By Garry Marr, Family Man,
Financial PostNovember 30, 2009
The registered disability savings plan, first introduced in the March 2007 federal budget, can be used by parents as a key planning tool for the future, writes Family Man columnist Garry Marr.
Former National Hockey League player Jim Kyte knows a little something about living with a disability: He was the first deaf NHL hockey player.
During his pro career from 1983-1997, which included stops in Calgary, Ottawa and Winnipeg, Mr. Kyte made his share of money but this week he confessed much of his wealth has been directed to one of his own children born with a disability — autism.
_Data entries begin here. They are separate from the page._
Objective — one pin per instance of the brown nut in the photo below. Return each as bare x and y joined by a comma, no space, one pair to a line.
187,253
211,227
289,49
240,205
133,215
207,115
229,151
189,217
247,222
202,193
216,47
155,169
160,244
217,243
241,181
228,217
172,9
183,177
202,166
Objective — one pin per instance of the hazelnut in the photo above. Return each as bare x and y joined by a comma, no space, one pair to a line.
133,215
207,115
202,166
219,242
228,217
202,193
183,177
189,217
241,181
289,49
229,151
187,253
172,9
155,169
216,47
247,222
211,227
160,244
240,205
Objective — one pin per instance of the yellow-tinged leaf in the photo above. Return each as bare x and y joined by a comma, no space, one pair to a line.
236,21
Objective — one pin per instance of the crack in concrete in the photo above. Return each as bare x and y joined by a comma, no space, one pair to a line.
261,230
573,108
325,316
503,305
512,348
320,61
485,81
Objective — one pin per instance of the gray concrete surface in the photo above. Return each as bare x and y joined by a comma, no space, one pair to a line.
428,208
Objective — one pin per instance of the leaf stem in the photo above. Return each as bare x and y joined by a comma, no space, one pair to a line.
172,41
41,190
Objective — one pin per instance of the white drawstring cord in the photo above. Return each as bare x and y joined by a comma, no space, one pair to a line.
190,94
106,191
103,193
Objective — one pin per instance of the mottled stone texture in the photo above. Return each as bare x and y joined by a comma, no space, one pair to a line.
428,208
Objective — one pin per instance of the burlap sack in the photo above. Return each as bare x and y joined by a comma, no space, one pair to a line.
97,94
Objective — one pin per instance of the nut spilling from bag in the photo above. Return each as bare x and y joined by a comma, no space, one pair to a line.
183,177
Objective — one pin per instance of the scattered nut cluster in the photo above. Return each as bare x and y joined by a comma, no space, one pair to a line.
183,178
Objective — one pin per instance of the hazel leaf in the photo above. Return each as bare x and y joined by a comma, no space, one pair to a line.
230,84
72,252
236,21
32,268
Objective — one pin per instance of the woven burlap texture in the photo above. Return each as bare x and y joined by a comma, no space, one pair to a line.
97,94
“They say failing to plan is planning to fail,” jokes Mr. Kyte, who agreed to appear on a conference call sponsored by the Bank of Montreal to promote the bank’s registered disability savings plan (RDSP).
BMO was the first bank to introduce RDSPs in December 2008, and is now first to offer the program to investment advisors through BMO Guardian Funds.
The deadline to take advantage of the government grants and bonds available for RDSPs in 2009 is Dec. 31. The 2008 deadline was extended until March 2, 2009, but there will no such leeway this year.
“When this tool of the RDSP came along it was something that was long overdue,” said Mr. Kyte. “We have been looking and trying to plan for the future. As a parent, when you have young children, you are always worried about the future and what will happen if you are not here. You buy life insurance and so forth. When the children get older, you want them to be contributing members of society. With my son, I hope he can do that, but I don’t know.”
The RDSP, first introduced in the March 2007 federal budget, can be used by parents as a key planning tool for the future. The generosity of the plan is based on certain means tests.
Low-income earners receive a government bond just by registering, provided the recipient of the RDSP is eligible for the disability tax credit. When household net income is under $21,816, the recipient receives a bond of $1,000.
The grants require a contribution and are also income-tested. When annual household income is under $77,664, the recipient of the grant receives $3 for every $1 contributed on the first $500. So, for a contribution of $500, the recipient would get a grant of $1,500. On the next $1,000, it’s $2 for every $1 contributed. Even if household income is above $77,664, the government matches contributions dollar for dollar up to $1,000.
“You have to congratulate the Canadian government for coming out with this and BMO for being the first company to have it. There are a lot of companies that espouse values but BMO follows up its talk with a lot of action,” said Mr. Kyte.
Linda Knight, co-president of BMO Investments, said the bank already has signed up 16,000 Canadians — about 70% of the market.
“We think it’s an amazing program,” said Ms. Knight, adding opening up an advisor channel for customers should add to the number of disabled registering. “This will increase the access to RDSPs. This will give people greater access to opening up and talking about RDSPs.”